Martha Coolidge (born August 17, 1946, New Haven, Connecticut, U.S.) is an American filmmaker who achieved commercial success directing films often underlain by a feminist perspective.
Coolidge’s father was a professor of architecture at Yale University (and third cousin of U.S. Pres. Calvin Coolidge), and her parents encouraged her to be an artist. She pursued a career as a folksinger but, unsuccessful, turned to acting, which eventually led to her interest in directing films. She enrolled at the Rhode Island School of Design in Providence, where she studied directing and produced an animated short for her first film. During the Vietnam War she moved to Canada, where she worked for a daily children’s television program.
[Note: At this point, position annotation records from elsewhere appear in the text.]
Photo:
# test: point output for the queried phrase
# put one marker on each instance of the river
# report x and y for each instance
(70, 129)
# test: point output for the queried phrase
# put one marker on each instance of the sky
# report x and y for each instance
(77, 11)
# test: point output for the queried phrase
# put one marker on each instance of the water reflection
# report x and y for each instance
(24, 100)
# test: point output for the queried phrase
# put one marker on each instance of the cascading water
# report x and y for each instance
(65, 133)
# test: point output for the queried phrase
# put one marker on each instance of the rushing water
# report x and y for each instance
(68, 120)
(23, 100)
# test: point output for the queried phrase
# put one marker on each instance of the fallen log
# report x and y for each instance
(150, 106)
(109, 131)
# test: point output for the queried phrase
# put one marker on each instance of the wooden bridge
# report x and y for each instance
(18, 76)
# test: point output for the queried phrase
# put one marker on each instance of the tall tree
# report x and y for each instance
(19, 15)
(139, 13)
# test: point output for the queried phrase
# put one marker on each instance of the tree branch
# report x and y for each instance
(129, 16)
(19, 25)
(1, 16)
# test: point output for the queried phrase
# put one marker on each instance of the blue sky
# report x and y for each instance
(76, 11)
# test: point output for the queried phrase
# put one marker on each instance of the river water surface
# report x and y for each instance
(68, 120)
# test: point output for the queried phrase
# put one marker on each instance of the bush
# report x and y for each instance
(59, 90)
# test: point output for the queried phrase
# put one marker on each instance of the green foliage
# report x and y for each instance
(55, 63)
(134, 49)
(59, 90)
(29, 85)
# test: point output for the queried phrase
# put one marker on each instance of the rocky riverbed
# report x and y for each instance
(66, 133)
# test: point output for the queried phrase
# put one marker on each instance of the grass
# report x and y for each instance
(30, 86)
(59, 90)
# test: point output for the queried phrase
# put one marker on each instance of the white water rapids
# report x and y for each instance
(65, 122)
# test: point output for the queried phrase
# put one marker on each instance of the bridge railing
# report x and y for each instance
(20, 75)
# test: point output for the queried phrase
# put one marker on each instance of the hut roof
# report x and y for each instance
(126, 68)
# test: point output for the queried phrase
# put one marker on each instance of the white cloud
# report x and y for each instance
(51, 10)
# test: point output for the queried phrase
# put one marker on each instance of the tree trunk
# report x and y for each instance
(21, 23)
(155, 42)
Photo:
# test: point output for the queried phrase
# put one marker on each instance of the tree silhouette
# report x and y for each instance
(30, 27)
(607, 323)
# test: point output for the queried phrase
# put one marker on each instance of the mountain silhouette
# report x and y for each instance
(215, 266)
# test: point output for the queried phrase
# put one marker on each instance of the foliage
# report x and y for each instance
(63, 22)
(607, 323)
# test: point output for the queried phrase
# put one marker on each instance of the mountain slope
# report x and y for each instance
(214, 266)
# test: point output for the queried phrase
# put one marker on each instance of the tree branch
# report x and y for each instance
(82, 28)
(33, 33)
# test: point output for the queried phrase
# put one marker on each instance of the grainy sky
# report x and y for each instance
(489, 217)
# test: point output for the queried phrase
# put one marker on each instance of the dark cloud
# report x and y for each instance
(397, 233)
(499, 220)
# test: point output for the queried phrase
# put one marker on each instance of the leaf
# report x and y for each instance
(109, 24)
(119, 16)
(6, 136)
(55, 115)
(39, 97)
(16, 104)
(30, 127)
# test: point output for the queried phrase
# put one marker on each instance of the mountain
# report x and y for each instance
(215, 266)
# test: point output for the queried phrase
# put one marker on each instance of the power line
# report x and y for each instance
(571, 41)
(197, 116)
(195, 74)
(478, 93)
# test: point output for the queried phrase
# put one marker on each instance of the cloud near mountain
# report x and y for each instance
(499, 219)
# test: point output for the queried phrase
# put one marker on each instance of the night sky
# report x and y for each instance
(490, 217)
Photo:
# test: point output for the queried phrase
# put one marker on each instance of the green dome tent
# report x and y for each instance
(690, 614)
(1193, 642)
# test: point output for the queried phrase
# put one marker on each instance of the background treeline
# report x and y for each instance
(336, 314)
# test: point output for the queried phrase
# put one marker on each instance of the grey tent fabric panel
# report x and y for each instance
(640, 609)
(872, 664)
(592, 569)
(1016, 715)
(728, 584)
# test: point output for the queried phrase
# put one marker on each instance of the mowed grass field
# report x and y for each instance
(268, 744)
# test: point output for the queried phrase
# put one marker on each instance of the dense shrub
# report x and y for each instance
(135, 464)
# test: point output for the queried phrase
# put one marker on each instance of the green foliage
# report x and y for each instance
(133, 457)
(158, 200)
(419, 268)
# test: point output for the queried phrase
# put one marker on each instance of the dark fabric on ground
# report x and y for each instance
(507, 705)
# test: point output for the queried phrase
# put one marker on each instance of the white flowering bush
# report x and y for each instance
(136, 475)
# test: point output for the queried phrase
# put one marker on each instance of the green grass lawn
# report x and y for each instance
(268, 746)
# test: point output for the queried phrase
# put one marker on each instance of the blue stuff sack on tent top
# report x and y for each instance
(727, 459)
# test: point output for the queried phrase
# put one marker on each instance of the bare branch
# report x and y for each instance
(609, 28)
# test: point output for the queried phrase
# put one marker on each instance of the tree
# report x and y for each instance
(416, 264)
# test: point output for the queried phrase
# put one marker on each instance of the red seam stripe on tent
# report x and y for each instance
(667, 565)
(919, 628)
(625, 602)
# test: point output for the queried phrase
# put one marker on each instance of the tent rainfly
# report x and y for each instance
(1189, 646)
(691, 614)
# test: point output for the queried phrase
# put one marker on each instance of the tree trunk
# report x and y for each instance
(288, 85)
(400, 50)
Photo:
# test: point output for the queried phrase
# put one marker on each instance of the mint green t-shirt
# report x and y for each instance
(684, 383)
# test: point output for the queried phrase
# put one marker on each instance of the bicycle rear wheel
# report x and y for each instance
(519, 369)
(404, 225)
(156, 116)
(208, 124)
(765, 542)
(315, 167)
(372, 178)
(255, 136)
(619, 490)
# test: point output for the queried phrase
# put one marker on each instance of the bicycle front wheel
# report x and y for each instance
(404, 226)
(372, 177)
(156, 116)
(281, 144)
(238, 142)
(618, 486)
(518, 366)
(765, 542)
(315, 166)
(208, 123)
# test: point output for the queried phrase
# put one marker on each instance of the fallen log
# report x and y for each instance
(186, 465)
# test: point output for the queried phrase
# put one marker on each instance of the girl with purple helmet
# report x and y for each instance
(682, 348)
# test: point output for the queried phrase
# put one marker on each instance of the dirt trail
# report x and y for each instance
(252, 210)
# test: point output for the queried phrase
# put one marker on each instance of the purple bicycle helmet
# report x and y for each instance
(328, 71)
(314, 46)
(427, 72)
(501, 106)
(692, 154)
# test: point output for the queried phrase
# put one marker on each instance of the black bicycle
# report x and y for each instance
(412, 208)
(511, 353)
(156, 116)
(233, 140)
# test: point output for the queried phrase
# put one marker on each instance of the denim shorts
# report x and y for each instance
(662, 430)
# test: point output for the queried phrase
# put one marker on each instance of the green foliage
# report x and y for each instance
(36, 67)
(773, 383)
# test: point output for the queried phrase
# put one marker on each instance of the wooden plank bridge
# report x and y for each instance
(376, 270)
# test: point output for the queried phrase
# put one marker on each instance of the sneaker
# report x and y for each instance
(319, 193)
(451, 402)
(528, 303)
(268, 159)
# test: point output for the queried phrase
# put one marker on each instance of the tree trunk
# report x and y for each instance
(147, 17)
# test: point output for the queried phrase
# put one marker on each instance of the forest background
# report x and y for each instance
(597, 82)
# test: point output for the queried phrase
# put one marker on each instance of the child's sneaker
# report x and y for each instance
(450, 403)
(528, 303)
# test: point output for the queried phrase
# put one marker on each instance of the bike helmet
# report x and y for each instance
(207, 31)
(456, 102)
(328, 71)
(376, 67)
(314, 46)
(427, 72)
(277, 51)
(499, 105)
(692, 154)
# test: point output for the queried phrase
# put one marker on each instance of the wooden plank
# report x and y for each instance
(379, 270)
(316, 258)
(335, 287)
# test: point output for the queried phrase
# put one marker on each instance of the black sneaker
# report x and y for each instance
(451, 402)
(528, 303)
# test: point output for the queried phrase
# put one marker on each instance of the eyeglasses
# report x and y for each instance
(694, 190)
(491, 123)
Upon her return to the United States she studied at New York University’s film school, the School of Visual Arts, and Columbia Graduate School, both in New York City. She then began to make highly praised and personal documentary films, including Not a Pretty Picture (1975), her semiautobiographical film about date rape. After failing to complete Photoplay, a film on which she had worked for two and a half years, Coolidge again went to Canada, where she directed a television miniseries.
Back in the United States, she achieved her first commercial success. In 1983 she became one of few women ever to direct a teen movie with the highly successful Valley Girl. Two years later she directed her first major Hollywood studio movie, Real Genius. Her other feature films included Rambling Rose (1991); Lost in Yonkers (1993), based on Neil Simon’s award-winning play; Angie (1994), a feminist film that examines the friendship between two women as one of them faces single motherhood; Out to Sea (1997), starring Walter Matthau and Jack Lemmon; The Prince & Me (2004); and Material Girls (2006). She also directed the made-for-television movie Introducing Dorothy Dandridge (1999) and episodes for a number of TV series, including Weeds, Psych, CSI: Crime Scene Investigation, Madam Secretary, and Angie Tribeca.
Coolidge served on the boards of several film organizations and was instrumental in the founding of the Association of Independent Video and Filmmakers. From 2002 to 2003 she served as the first female president of the Directors Guild of America.